In 2013, Ward also advocated for and helped pass sentencing reform legislation for “non-violent” offenders to decrease the prison population, but the ADOC only expects the prison population to taper off around 20,000 from approximately 28,000 in prisons that have a maximum capacity of over 13,000. (It’s important to note that, in Alabama, drug-trafficking and, in some cases, burglary are considered “violent” offenses.)
Following Bentley’s failures to secure public funding, incumbent Gov. Kay Ivey (R) has been contemplating leasing with private prison companies. In 2017, GEO Group, the second largest private prison corporation, purchased its first functional facility in Alabama, and plans to sell one of its empty facilities to the state for about $5 million.
More recently, the ADOC has been planning to to pay a company to design three new prisons. But Alabama legislators temporarily halted the project last month, citing concerns over job loss associated with the closure of older correctional facilities. Gov. Ivey’s office told the Montgomery Advertiser that a plan addressing legislators’ concerns “would be released in the coming weeks.” The construction plan, spearheaded by Commissioner Dunn, is estimated to cost about $1 billion.
“The Department’s intention is not to build new prisons to house more people,” Bob Horton, the ADOC Public Information Manager told ThinkProgress.

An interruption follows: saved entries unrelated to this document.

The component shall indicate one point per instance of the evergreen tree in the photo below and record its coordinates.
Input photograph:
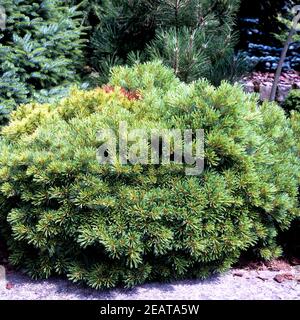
(40, 51)
(194, 37)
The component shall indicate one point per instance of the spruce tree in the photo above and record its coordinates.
(40, 51)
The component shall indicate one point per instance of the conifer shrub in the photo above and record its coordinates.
(107, 225)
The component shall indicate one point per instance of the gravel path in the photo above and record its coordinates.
(234, 285)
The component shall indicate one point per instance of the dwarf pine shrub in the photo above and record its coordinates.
(104, 225)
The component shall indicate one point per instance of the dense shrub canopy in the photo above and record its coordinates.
(40, 51)
(63, 212)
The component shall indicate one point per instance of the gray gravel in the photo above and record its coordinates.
(234, 285)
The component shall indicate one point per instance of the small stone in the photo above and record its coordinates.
(279, 278)
(9, 286)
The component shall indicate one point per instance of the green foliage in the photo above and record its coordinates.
(62, 212)
(292, 101)
(194, 37)
(40, 51)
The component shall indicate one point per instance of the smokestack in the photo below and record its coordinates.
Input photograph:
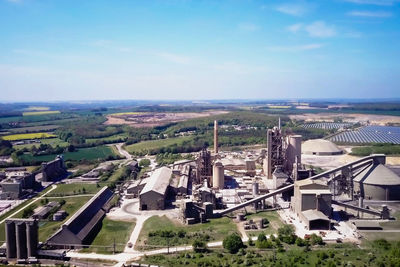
(279, 123)
(215, 137)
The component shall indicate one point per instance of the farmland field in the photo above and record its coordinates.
(369, 134)
(33, 113)
(91, 153)
(16, 137)
(153, 144)
(33, 129)
(51, 141)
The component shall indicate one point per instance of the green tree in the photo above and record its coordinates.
(199, 246)
(144, 163)
(232, 243)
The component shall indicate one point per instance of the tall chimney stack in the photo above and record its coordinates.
(215, 137)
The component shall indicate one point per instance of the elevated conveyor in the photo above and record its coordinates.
(354, 166)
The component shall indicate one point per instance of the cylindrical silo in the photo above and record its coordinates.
(255, 189)
(32, 238)
(295, 143)
(20, 228)
(293, 151)
(218, 175)
(11, 240)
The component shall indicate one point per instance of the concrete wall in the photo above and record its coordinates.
(377, 192)
(152, 201)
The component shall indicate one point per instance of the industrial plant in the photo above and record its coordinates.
(218, 183)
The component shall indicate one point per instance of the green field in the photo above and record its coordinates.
(51, 141)
(337, 255)
(111, 231)
(153, 144)
(214, 230)
(33, 129)
(16, 137)
(74, 189)
(91, 153)
(36, 113)
(274, 222)
(110, 139)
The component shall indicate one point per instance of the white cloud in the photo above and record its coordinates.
(370, 14)
(108, 44)
(295, 27)
(293, 9)
(295, 48)
(174, 58)
(239, 68)
(320, 29)
(249, 27)
(374, 2)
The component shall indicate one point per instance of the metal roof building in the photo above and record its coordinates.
(320, 147)
(81, 227)
(377, 182)
(153, 195)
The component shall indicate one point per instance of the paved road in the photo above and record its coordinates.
(27, 205)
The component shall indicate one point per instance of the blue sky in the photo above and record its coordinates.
(181, 49)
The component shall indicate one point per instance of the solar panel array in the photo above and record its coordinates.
(370, 134)
(327, 125)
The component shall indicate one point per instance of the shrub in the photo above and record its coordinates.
(232, 243)
(199, 246)
(144, 163)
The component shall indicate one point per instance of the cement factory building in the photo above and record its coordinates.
(154, 193)
(81, 227)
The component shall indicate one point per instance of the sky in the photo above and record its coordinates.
(63, 50)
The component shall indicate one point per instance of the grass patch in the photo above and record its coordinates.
(126, 113)
(43, 112)
(16, 137)
(214, 230)
(74, 189)
(91, 153)
(156, 144)
(51, 141)
(111, 231)
(274, 222)
(292, 256)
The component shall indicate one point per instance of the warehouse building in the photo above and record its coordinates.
(377, 182)
(312, 202)
(320, 147)
(84, 224)
(154, 193)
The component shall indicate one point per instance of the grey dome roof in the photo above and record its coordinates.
(377, 174)
(320, 146)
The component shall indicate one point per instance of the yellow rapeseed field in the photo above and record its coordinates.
(48, 112)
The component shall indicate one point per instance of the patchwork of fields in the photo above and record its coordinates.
(16, 137)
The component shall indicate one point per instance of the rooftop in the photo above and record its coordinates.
(158, 181)
(377, 174)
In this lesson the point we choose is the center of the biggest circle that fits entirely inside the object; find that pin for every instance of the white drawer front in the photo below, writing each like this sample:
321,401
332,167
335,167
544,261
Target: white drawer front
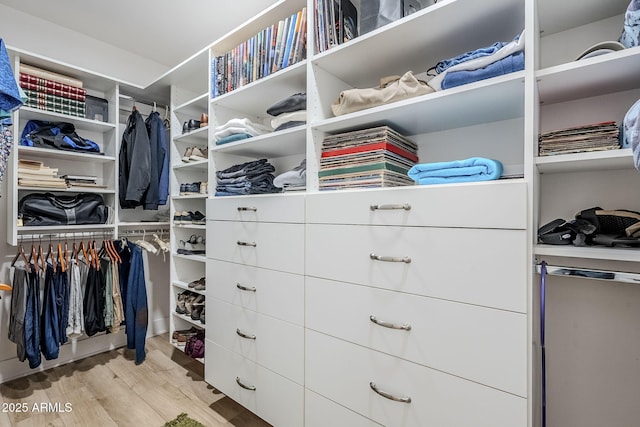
478,266
475,205
265,208
275,399
268,245
343,372
269,342
274,293
321,412
485,345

Instead, he claimed new facilities were necessary to revitalize the prison’s infrastructure to provide a safer environment.
But, like many prison justice advocates, Berger believes this is a devastating approach.
“You can’t solve violence in prison by building more prisons,” he said. “You solve violence by reducing the reliance on prison, by having fewer people in prison, and by creating structures to meaningfully participate in improving their lives — in and out of prison.”
CORRECTION: The original version of this story incorrectly reported James Kennedy’s release date. The correct date is November 26, 2018.